Ted Best

Medal record

Men's athletics

Representing Australia

British Empire Games

= Ted Best =

Australian sprinter (1917–1992)

Edward Wallace Best (11 September 1917 - 1 June 1992) was an Australian athlete who competed in the third British Empire Games (forerunner of the modern Commonwealth Games), held in Sydney in February 1938. Best was Lord Mayor of Melbourne from 1969 to 1971.

At the 1938 Empire Games he won the bronze medal in the men's 100 yards event as well as in the 220 yards competition.
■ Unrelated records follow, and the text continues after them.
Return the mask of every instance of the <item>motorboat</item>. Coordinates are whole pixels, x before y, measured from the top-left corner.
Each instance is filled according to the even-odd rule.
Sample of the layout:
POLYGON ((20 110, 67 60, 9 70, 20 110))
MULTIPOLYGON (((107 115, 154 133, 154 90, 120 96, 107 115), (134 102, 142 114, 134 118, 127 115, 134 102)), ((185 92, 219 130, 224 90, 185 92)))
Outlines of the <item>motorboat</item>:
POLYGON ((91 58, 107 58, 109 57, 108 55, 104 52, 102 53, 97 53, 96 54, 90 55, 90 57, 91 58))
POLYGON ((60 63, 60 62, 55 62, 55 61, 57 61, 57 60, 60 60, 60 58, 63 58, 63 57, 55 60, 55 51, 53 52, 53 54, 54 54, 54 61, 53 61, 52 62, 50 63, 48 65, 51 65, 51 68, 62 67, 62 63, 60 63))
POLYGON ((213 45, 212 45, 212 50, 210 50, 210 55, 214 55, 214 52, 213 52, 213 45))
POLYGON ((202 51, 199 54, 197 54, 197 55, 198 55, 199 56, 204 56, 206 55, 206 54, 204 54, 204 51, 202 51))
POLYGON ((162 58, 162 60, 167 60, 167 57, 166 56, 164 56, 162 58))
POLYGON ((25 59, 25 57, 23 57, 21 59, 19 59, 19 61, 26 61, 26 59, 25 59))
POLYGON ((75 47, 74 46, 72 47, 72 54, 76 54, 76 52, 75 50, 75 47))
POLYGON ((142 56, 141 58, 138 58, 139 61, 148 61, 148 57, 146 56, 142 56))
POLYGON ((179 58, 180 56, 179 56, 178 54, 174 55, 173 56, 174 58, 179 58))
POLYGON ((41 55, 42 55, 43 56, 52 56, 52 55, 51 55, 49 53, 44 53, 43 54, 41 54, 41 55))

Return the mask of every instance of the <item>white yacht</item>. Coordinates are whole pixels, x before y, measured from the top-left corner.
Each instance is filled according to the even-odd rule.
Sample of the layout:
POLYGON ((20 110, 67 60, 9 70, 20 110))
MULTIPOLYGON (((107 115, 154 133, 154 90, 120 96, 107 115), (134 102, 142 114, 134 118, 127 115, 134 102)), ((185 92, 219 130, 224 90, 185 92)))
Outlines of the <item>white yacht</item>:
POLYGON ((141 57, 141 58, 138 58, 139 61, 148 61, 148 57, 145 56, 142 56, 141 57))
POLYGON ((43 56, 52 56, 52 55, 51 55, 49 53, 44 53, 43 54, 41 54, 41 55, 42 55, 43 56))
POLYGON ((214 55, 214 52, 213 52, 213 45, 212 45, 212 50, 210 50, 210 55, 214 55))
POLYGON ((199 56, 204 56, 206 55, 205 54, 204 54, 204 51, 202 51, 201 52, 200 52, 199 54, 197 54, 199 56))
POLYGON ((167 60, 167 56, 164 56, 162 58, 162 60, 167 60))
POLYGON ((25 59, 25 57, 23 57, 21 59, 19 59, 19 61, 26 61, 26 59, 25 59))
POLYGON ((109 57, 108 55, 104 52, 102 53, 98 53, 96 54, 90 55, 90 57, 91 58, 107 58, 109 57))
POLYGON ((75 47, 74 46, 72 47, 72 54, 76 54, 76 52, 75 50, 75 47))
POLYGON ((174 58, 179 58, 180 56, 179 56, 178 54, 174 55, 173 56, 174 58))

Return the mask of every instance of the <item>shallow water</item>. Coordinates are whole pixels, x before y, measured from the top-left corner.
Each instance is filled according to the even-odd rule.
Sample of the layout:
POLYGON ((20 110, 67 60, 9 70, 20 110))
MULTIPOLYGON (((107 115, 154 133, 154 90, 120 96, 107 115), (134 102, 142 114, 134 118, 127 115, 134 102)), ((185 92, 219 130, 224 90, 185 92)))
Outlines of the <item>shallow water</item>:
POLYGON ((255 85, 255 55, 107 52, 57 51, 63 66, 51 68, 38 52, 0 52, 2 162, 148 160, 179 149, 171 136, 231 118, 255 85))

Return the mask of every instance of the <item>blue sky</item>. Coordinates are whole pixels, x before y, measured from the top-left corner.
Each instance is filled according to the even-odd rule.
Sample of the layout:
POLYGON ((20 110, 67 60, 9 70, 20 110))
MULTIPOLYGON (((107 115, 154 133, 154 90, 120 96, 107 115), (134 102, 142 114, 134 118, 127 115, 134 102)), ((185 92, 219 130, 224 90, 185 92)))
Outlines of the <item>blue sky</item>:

He was also a member of the Australian relay team (along with Alf Watson, Teddy Hampson and Howard Yates) that won the bronze medal in the 4×110 yards contest.

Enlisting in the 2/22nd Battalion, Best was captured in New Britain (an island of New Guinea) by the Japanese in 1942. Photos held at the Australian War Memorial show him with other Allied prisoners of war at Zentsuji Camp at Shikoku, Osaka.

Educated at Wesley College, Melbourne, he was the son of AFL Fitzroy footballer Edward Best and was a nephew of politician Sir Robert Best.

Best died on 1 June 1992, aged 74, and was buried at the Anderson Creek Cemetery at Warrandyte. His wife Joan (née Ramsay), with whom he had been married for 52 years, was buried beside him upon her death in 2011.